Not once in seven months had Tony mentioned his condition to Arthur. Not a hint. Not a whisper. Not even a drunken confession.
Whether it was pride, or a desire not to burden his friend, or simply the belief that even Arthur Hayes couldn't solve a problem of physics and biology... Tony kept his mouth shut.
Arthur had solutions, of course. Multiple solutions, each more elegant than the last. He could synthesize the element Tony needed in a matter of hours. He could replace the arc reactor entirely with Kree technology. He could—
But Tony never asked.
And Arthur, respecting his friend's autonomy, never intervened.
There's still time, Arthur reminded himself. If Tony couldn't find the answer on his own, Fury would eventually point him toward Howard's research. And if even that failed...
Well. Arthur would step in then. He wasn't about to let his friend die over something as simple as pride.
For now, whatever was happening around Tony, even Ivan Vanko possibly seeking revenge, was not Arthur's immediate concern. Tony could handle it. S.H.I.E.L.D. would provide backup. It was too small an incident to require Arthur's close attention.
Arthur's gaze was fixed on something further away.
According to canon, while Tony was playing with robots and pretending he wasn't dying... a much more significant event was about to occur in the New Mexico desert.
Thor Odinson was about to fall.
Arthur's interest wasn't in the family drama of the Norse gods, nor was it in Thor's lesson in humility.
It was Asgard itself.
Asgard had been frustratingly unreachable despite Arthur's best efforts. He and Carol had traveled extensively across the cosmos during their adventures together, visiting worlds that most humans couldn't imagine, encountering civilizations that made Earth look like a primitive backwater.
But Asgard remained beyond their grasp.
The Bifrost was guarded. Odin's enchantments were absolute. The All-Father was a being of immense cosmic power, perhaps one of the few entities in the universe Arthur was genuinely wary of challenging directly.
Could Arthur and Carol together match him in direct confrontation? Perhaps. Probably, even, if Arthur was being honest with himself about how far his abilities had grown.

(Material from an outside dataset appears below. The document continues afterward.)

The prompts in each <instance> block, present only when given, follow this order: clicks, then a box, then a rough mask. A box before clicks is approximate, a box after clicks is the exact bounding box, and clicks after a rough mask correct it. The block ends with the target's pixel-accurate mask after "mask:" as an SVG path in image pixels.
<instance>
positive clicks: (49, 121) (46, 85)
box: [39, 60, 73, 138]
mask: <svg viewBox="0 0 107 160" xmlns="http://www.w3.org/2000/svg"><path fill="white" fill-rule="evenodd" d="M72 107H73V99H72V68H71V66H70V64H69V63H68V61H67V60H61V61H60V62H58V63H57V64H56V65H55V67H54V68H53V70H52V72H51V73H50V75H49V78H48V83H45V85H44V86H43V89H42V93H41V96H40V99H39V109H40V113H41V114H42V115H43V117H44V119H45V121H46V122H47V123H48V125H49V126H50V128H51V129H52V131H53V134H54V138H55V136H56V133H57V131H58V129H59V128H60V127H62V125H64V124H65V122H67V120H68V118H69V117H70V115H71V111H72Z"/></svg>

But that wasn't the point.
Arthur didn't want Asgard as an enemy. He wanted their knowledge, their deep understanding of magic.
Until now, that door had been locked.
And Thor's exile would be the key to unlock that door.
"You're doing that face again," Eileen noted, pulling Arthur from his thoughts.
Arthur blinked, refocusing on the present. "What face?"
"The 'I'm plotting something' face."
Arthur laughed softly as he crossed the kitchen and wrapped his arms around her. "I have no idea what you're talking about, my love. I am the picture of innocence. Now come on, we need to get ready. We have an expo to attend."